Convert Dataset to TFRecords for TAO

,

So, you already finished the tfrecord generation. You can find the tfrecord files under /workspace/tao-experiments/local/training/tao/detectnet_v2/resnet18_palletjack/5k_model_synthetic when you login the docker via

$ docker run -it --rm --gpus all -v $LOCAL_PROJECT_DIR:/workspace/tao-experiments $DOCKER_CONTAINER run ls /workspace/tao-experiments/local/training/tao/detectnet_v2/resnet18_palletjack/5k_model_synthetic

Or you can find them in your local path, i.e.,

$ ls $LOCAL_PROJECT_DIR

There were some issues with the code on step 7. Visualize Model Performance. That’s why it was throwing errors.

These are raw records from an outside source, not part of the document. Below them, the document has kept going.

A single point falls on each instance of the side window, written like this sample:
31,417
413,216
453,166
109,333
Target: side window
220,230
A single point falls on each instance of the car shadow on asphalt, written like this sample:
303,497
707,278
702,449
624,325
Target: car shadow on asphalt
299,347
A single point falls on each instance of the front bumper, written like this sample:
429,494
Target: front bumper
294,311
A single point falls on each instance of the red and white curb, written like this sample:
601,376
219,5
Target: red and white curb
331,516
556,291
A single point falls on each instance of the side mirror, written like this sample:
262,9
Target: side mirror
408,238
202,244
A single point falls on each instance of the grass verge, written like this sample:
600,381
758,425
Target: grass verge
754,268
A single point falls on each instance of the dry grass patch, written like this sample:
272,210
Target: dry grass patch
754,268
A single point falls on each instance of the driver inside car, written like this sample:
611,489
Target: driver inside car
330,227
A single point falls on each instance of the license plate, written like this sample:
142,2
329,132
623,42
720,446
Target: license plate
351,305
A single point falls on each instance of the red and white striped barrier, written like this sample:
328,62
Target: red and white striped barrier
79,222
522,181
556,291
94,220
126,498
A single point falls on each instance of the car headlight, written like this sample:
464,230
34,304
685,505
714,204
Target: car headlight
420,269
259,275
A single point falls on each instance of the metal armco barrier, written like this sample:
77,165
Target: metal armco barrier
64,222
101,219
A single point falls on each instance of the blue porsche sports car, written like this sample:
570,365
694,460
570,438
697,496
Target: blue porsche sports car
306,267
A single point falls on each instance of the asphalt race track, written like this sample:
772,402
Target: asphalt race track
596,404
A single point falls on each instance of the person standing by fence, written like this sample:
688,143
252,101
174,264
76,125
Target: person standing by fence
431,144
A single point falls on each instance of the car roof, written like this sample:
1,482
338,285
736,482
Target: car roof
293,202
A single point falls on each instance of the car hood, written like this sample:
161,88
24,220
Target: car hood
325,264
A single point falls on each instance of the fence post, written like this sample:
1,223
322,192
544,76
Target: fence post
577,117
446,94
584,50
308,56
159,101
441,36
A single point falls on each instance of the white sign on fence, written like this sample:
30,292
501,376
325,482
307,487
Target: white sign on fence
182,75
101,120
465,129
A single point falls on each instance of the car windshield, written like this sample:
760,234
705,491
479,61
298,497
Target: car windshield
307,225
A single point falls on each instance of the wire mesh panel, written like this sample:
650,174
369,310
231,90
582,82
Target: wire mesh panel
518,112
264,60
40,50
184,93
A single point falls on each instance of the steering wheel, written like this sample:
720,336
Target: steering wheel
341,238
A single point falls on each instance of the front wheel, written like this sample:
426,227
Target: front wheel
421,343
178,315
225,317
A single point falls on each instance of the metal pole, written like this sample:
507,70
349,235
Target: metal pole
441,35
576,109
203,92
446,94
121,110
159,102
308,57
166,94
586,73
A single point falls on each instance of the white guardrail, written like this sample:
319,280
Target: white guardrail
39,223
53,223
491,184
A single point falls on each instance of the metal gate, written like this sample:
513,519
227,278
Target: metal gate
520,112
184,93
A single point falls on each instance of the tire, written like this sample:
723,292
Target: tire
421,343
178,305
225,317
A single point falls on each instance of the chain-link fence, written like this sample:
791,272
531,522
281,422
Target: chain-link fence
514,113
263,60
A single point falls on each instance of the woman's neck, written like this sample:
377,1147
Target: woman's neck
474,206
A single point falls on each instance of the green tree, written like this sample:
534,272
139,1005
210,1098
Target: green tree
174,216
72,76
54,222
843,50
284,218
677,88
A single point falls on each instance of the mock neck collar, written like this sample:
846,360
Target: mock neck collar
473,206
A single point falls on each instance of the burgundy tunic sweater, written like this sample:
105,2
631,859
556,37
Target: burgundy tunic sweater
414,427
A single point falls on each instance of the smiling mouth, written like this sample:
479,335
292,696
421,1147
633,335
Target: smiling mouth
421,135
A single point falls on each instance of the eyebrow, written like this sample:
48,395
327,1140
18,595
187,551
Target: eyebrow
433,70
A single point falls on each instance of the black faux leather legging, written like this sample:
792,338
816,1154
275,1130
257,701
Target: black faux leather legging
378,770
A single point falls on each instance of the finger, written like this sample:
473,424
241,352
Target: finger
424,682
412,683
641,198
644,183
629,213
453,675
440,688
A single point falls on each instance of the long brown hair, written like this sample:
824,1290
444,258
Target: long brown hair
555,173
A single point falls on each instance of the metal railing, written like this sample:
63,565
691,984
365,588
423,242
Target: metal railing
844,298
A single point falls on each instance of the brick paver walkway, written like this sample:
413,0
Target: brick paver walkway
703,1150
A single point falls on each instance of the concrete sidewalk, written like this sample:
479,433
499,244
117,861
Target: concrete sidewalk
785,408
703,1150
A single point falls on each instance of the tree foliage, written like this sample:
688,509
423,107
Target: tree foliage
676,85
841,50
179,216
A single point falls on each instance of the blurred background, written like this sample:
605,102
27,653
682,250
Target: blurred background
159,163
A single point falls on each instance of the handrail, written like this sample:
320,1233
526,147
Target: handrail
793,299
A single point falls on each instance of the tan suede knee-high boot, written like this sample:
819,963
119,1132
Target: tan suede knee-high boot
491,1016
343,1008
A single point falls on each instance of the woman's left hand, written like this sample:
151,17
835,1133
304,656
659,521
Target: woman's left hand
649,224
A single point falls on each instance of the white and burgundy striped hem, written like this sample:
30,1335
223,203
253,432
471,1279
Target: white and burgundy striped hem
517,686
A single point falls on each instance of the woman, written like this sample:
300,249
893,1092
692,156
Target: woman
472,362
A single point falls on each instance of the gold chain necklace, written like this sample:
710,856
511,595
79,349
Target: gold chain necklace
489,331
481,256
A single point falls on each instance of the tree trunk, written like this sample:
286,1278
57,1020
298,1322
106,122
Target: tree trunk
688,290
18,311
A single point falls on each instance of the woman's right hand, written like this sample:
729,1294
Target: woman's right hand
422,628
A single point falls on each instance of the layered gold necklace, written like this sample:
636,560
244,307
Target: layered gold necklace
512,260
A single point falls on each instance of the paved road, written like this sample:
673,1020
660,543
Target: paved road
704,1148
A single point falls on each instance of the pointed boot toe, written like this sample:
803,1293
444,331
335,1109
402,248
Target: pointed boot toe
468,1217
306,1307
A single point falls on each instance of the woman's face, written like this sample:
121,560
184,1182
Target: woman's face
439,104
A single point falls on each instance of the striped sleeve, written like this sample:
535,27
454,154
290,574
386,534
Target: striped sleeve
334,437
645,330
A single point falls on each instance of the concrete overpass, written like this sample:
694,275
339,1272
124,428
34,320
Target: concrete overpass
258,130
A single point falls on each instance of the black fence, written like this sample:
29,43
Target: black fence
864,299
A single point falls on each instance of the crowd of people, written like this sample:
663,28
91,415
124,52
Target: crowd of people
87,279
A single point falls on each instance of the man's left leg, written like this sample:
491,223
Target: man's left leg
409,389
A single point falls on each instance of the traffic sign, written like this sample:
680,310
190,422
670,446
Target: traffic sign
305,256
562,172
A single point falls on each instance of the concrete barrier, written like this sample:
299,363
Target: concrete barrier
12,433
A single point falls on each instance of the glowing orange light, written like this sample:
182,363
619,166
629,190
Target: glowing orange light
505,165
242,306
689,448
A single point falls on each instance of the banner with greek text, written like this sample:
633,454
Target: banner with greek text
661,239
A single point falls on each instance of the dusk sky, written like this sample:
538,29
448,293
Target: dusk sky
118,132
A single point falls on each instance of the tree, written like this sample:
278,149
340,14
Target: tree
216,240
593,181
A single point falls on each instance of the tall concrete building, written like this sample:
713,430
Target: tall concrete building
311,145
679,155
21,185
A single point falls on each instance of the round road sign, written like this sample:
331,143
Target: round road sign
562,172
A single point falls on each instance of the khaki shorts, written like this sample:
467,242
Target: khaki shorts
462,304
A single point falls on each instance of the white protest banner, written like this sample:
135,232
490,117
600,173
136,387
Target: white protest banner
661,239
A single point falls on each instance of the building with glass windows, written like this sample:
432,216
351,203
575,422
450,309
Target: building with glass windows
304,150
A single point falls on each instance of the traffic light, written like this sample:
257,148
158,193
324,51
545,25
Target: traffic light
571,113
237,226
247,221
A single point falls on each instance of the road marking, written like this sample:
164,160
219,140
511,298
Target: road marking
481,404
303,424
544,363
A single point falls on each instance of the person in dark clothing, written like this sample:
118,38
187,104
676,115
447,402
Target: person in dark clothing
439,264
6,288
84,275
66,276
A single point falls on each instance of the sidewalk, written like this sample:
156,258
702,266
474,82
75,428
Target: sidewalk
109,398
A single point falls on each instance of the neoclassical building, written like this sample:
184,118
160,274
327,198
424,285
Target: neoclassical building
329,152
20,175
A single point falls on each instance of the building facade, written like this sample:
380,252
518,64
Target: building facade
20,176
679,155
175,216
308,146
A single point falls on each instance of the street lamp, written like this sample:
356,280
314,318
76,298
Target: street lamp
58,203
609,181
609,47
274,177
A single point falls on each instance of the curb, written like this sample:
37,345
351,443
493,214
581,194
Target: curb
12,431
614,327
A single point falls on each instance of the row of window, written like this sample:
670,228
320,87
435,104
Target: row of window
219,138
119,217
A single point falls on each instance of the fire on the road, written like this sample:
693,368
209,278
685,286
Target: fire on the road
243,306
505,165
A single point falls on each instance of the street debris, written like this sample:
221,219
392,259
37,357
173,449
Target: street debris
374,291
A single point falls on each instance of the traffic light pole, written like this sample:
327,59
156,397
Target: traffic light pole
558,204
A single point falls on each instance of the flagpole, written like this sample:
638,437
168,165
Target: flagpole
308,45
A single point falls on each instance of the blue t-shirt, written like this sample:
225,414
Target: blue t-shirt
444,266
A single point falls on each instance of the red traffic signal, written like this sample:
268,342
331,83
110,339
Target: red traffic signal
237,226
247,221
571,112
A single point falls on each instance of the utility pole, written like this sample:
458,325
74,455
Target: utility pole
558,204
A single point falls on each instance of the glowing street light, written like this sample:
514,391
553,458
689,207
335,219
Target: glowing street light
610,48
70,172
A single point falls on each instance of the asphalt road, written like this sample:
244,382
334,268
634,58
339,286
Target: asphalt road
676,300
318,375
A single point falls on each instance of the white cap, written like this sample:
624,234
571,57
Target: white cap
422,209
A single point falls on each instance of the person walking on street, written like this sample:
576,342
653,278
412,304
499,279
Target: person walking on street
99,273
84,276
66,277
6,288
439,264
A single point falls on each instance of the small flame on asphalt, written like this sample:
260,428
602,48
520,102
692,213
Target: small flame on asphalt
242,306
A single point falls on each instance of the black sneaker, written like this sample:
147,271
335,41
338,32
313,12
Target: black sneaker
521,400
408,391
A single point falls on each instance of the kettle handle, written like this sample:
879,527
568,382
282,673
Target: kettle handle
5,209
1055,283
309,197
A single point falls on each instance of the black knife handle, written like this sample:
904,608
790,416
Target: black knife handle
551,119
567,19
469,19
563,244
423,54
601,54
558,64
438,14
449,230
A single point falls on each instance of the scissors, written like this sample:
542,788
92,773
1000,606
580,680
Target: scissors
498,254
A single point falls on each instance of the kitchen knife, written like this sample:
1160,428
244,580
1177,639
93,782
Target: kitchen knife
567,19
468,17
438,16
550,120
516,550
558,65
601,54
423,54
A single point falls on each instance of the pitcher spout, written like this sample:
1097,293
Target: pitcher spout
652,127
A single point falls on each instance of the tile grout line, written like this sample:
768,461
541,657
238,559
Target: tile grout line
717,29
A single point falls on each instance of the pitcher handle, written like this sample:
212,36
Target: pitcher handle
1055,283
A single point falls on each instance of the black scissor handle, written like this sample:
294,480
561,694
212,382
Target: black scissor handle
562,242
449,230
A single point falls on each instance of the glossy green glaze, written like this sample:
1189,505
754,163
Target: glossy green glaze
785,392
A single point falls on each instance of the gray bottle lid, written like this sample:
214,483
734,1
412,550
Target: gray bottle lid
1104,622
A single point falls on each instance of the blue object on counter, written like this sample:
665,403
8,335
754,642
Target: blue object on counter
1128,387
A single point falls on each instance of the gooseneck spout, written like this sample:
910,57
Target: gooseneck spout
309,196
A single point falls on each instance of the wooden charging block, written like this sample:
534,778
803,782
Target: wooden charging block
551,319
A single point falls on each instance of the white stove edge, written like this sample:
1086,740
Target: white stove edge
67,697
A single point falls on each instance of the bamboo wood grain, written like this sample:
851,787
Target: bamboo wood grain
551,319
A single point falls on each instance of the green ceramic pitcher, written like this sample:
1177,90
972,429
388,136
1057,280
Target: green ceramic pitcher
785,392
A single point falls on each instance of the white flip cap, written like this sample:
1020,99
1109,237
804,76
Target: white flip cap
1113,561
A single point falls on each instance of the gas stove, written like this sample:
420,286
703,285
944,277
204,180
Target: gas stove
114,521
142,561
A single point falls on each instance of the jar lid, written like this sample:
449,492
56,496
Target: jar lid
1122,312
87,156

I’ve corrected the code and added some comments explaining what it was:

from IPython.display import Image 
import glob

# results_dir = os.path.join(os.environ["LOCAL_PROJECT_DIR"], "local/training/tao/detectnet_v2/resnet18_palletjack/test_loco/images_annotated")
# the original code tries to fetch inference result files from "local/training/tao/detectnet_v2/resnet18_palletjack/test_loco/images_annotated"
# but the inference code saves the results files in " -o /workspace/tao-experiments/local/training/tao/detectnet_v2/resnet18_palletjack/5k_model_synthetic \"

# 1. Point results_dir to the actual inference output
results_dir = os.path.join(
    os.environ["LOCAL_PROJECT_DIR"],
    "local/training/tao/detectnet_v2/resnet18_palletjack/5k_model_synthetic/images_annotated"
)

# pil_img = Image(filename=os.path.join(os.getenv("LOCAL_PROJECT_DIR"), 'detectnet_v2/july_resnet18_trials/new_pellet_distractors_10k/test_loco/images_annotated/1564562568.298206.jpg'))

# 2. Fix pil_img to use the same results_dir
# pil_img = Image(filename=os.path.join(results_dir, "1564562568.298206.jpg"))
# pil_img is not being used anywhere in the code

# image_names = ["1564562568.298206.jpg", "1564562628.517229.jpg", "1564562843.0618184.jpg", "593768,3659.jpg", "516447400,977.jpg"] 
# These are not the actual file names that got created   

# 2. Discover all image files (jpg, jpeg, png)
image_names = sorted(
    [os.path.basename(p) for p in glob.glob(os.path.join(results_dir, "*.jpg"))]
    + [os.path.basename(p) for p in glob.glob(os.path.join(results_dir, "*.jpeg"))]
    + [os.path.basename(p) for p in glob.glob(os.path.join(results_dir, "*.png"))]
)

images = [Image(filename = os.path.join(results_dir, image_name)) for image_name in image_names]

print(f"Found {len(image_names)} images")

display(*images)

Great. Please share the info to the github owner. It is not a release from TAO.

I created this repo correcting all the errors from the original documentation and providing a more user-friendly step by step on how to run this model for those who are interested:

1 Like

Great. Really appreciate for your work.

Here is an updated version for the entire pipeline: End-to-End-Pipeline-for-Robotics-ML-Training-with-Synthetic-Data-on-Nvidia-Isaac-SIM/README.md at main · marcelpatrick/End-to-End-Pipeline-for-Robotics-ML-Training-with-Synthetic-Data-on-Nvidia-Isaac-SIM · GitHub

Thanks for the info. Appreciate it.